Sweeney was found not guilty by reason of insanity, and in 2000, was released
from a mental hospital in upstate New York. (The media loved the
Sweeney-Lowenstein story. Teresa Carpenter even won a Pultizer Prize for her
Village Voice exclusive, quoting Sweeney saying that the shooting was a gay
lovers’ quarrel. The only trouble was that Carpenter never interviewed Sweeney;
she had made the whole thing up.)
Other deaths followed. Joe Mazor, the private detective hired by the Concerned
Relatives to persuade people to leave Jonestown, was shot dead a few years after
the Mertles/Mills deaths. Walter Rodney, an intellectual and renowned Caribbean
scholar born and raised in Guyana, was assassinated there on December 13, 1980,
via a bomb-implanted walkie-talkie. Paula Neustel Adams, Jim Jones's top liaison
in the upper echelons of the Guyanese government, was murdered in suburban
Bethesda, Maryland in October 1983. Her longtime companion, Laurence Mann,
Guyana's ambassador to the United States from 1975-81, apparently killed her,
their child and then himself, in a murder-suicide. Members of the Jonestown
Institute and author Garrett Lambrev have written that many questions remain
unanswered about the true extent of all the copycat suicides, murder-suicides,
and murders that occurred since the Jonestown massacre.
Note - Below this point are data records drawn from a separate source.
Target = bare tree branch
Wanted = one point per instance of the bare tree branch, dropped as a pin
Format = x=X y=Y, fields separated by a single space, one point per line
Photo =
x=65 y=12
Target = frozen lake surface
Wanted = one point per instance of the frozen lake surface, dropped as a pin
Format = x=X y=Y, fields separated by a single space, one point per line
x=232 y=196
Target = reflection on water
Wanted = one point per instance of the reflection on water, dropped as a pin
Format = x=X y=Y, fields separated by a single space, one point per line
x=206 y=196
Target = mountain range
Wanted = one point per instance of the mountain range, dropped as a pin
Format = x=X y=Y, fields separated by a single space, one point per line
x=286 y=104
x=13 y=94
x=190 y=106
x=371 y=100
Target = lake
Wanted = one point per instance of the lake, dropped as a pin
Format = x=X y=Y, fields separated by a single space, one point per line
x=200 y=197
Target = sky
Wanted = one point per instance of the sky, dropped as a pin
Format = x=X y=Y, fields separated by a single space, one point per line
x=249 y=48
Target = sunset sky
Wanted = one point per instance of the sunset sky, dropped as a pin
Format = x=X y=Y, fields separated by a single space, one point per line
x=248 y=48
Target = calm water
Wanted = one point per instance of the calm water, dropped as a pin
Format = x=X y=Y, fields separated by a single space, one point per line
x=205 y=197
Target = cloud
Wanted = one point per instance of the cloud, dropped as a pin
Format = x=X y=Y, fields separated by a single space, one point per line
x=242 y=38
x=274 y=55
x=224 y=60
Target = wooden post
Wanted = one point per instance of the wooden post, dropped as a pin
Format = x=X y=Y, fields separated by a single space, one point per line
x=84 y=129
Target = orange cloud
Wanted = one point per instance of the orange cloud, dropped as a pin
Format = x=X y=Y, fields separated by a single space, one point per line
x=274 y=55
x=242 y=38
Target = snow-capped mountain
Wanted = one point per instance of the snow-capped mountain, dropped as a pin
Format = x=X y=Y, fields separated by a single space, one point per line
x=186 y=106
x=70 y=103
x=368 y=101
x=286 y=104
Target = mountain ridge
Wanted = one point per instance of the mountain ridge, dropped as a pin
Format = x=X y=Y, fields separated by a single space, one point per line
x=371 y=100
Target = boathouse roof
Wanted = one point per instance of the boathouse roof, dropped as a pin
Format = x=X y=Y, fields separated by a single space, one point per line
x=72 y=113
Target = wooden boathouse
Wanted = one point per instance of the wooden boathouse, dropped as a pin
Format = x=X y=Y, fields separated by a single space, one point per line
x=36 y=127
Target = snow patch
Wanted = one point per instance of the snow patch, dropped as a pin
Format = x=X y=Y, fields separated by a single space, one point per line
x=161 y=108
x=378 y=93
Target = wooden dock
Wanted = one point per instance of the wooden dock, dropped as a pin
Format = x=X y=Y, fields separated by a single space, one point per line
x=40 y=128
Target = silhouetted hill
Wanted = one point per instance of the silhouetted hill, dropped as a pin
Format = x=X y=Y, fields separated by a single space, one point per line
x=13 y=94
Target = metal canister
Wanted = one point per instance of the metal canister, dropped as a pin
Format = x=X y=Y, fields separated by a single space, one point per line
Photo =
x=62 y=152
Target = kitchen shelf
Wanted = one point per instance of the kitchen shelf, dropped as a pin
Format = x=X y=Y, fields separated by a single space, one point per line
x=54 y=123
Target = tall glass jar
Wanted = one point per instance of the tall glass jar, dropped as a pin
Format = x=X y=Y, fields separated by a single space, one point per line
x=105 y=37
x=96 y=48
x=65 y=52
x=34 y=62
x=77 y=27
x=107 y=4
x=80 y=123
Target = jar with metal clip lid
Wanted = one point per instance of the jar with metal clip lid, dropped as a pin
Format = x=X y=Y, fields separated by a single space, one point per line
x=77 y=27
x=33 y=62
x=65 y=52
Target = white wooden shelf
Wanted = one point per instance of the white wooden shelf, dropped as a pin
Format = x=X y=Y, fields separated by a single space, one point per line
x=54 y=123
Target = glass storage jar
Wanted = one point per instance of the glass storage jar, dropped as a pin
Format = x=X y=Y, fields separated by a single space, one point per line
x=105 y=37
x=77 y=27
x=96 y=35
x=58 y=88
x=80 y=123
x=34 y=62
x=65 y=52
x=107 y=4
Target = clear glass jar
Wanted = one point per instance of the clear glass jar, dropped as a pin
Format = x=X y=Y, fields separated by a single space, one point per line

The specter of Jonestown filled the newspapers for years and produced a
made‑for‑television movie called Guyana Tragedy: The Story of Jim Jones (1980),
starring the then-new and unknown actor Powers Boothe in a highly acclaimed
performance as Jones. The Jonestown event had other broad cultural outcomes
besides creating a model for mass suicides. For example, despite the actual use
of Flavor-aide, the media had quickly mislabeled what was used as “Kool Aid,”
and worldwide sales of Kool Aid crashed. Another lasting linguistic legacy of
the People’s Temple tragedy is the expression, “Don’t drink the Kool-Aid.” This
has come to mean, “Don’t trust any group you find to be a little on the
fanatical side.”
© Loren Coleman 2004 ~ from The Copycat Effect (NY: Simon and Schuster, 2004).